La macroalga roja Eucheumatopsis isiformis, conocida por pobladores de la Península de Yucatán como “tzil”, podría convertirse en una alternativa económica para pescadores durante los periodos de veda, debido a su alto contenido de carragenina, un compuesto utilizado por la industria alimentaria.
Investigadores del Centro de Investigación y de Estudios Avanzados (Cinvestav), Unidad Mérida, estudian desde hace más de tres décadas esta especie nativa de la región con el objetivo de desarrollar las condiciones necesarias para su cultivo controlado y eventual explotación comercial.
La carragenina es un aditivo natural de grado alimentario empleado como emulsionante y gelificante, principalmente en productos como yogures y embutidos, y más recientemente en bebidas y alimentos elaborados con alternativas vegetales a la leche. De acuerdo con los investigadores, este compuesto tiene un mercado estimado en mil 800 millones de dólares anuales.
Daniel Robledo y Yolanda Freile Pelegrín han analizado el comportamiento de la macroalga durante diferentes épocas del año. Sus estudios determinaron que mantiene un rendimiento de carragenina cercano al 40 por ciento en peso seco, característica que le otorga potencial económico.
El reto: reproducirla en condiciones controladas
Uno de los principales desafíos para aprovechar comercialmente la especie es desarrollar un método que permita reproducirla de manera controlada.
En condiciones naturales, la liberación de esporas está relacionada con factores como la cantidad de luz y la temperatura del mar Caribe, condiciones difíciles de replicar en un laboratorio o en una granja marina.
Ante esta dificultad, el equipo del Cinvestav propuso utilizar putrescina, una poliamina involucrada en procesos de degradación proteica, para inducir la maduración del alga y favorecer la esporulación.
Daniel Robledo explicó que, al incorporar este compuesto en determinadas concentraciones, es posible inducir el proceso de maduración para generar esporas y reducir el tiempo que el organismo permanece en laboratorio antes de ser trasladado al mar.
Este procedimiento representa un paso hacia la “domesticación” de Eucheumatopsis isiformis, aunque todavía es necesario continuar con las investigaciones.
El siguiente reto será estudiar el comportamiento del alga bajo condiciones de cultivo en el mar para determinar si mantiene su elevado rendimiento de carragenina.
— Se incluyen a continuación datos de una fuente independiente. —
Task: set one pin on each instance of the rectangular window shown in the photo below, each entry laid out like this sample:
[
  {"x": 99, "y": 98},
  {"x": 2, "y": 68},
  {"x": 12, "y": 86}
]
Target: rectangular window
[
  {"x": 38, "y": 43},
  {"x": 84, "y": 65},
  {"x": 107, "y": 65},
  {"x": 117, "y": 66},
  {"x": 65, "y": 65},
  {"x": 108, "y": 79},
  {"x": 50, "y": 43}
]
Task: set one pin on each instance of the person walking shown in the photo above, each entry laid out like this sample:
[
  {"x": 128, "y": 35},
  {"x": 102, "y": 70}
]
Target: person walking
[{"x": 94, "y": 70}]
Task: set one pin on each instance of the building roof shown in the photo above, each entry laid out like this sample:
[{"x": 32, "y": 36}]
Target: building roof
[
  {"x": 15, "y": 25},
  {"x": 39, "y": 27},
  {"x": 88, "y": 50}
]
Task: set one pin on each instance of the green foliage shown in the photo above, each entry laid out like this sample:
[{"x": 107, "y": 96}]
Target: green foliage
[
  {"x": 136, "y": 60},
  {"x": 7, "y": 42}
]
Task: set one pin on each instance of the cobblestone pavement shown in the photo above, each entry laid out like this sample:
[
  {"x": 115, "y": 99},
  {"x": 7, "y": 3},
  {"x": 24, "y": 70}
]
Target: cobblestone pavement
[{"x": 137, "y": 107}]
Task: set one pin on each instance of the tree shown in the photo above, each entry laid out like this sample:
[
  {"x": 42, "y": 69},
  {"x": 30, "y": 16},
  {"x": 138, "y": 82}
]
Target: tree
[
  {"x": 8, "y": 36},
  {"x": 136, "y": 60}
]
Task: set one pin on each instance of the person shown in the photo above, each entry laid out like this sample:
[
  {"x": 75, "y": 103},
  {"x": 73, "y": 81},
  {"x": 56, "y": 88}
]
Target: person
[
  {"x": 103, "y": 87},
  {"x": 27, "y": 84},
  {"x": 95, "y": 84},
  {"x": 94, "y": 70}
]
A partir de esos resultados se podrá evaluar la viabilidad de establecer granjas marinas para su producción y aprovechamiento comercial.
Los investigadores también señalaron que uno de los problemas que enfrenta el cultivo de algas a escala mundial es la pérdida de variabilidad genética, situación que puede reducir la rentabilidad. Por ello, en el caso de la especie yucateca será necesario mantener las características que le permiten conservar su alto rendimiento.
De concretarse su cultivo, la macroalga podría abrir una nueva alternativa productiva para comunidades pesqueras de la Península de Yucatán, particularmente durante los periodos en que las actividades de pesca se encuentran restringidas.